Study Design: A decision analysis model was used to estimate the economic impact of PAMG-1 test vs the CTDT on preterm delivery costs from a societal perspective. Our primary outcome was the annual net cost-benefit per person tested. Baseline probabilities and costs assumptions were derived from published literature. We conducted sensitivity analyses using both deterministic and probabilistic models. Cost estimates reflect 2013 US dollars.

Results: Annual net benefit from PAMG-1 was $20,014 per person tested, while CTDT had a net benefit of $15,757 per person tested. If the probability of rupture is <38%, PAMG-1 will be cost-beneficial with an annual net benefit of $16,000-37,000 per person tested, while CTDT will have an annual net benefit of $16,000-19,500 per person tested. If the probability of rupture is >38%, CTDT is more cost-beneficial.

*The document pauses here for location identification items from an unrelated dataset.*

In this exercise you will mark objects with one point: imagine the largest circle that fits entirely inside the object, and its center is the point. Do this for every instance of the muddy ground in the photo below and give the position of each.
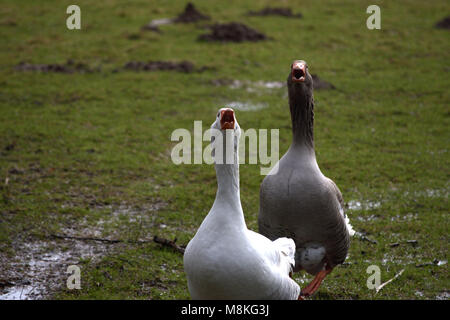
(232, 32)
(284, 12)
(69, 67)
(191, 14)
(443, 24)
(183, 66)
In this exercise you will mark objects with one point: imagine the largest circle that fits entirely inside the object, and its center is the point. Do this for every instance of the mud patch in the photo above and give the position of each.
(284, 12)
(39, 267)
(232, 32)
(183, 66)
(363, 205)
(248, 85)
(69, 67)
(191, 14)
(320, 84)
(443, 24)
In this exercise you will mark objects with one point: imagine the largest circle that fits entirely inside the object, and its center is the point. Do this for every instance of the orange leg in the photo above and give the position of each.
(314, 285)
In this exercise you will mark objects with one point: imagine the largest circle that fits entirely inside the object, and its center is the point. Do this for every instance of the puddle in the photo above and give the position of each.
(232, 32)
(443, 296)
(69, 67)
(406, 217)
(191, 14)
(246, 106)
(443, 24)
(363, 205)
(268, 11)
(367, 218)
(429, 193)
(39, 267)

Monte Carlo simulations of 1 million trials selected PAMG-1 as the optimal strategy with a frequency of 89%, while CTDT was only selected as the optimal strategy with a frequency of 11%. Sensitivity analyses were robust.

Conclusion: Our cost-benefit analysis provides the economic evidence for the adoption of PAMG-1 in diagnosing preterm premature rupture of membranes in uncertain presentations and when CTDT is equivocal at 34 to <37 weeks' gestation.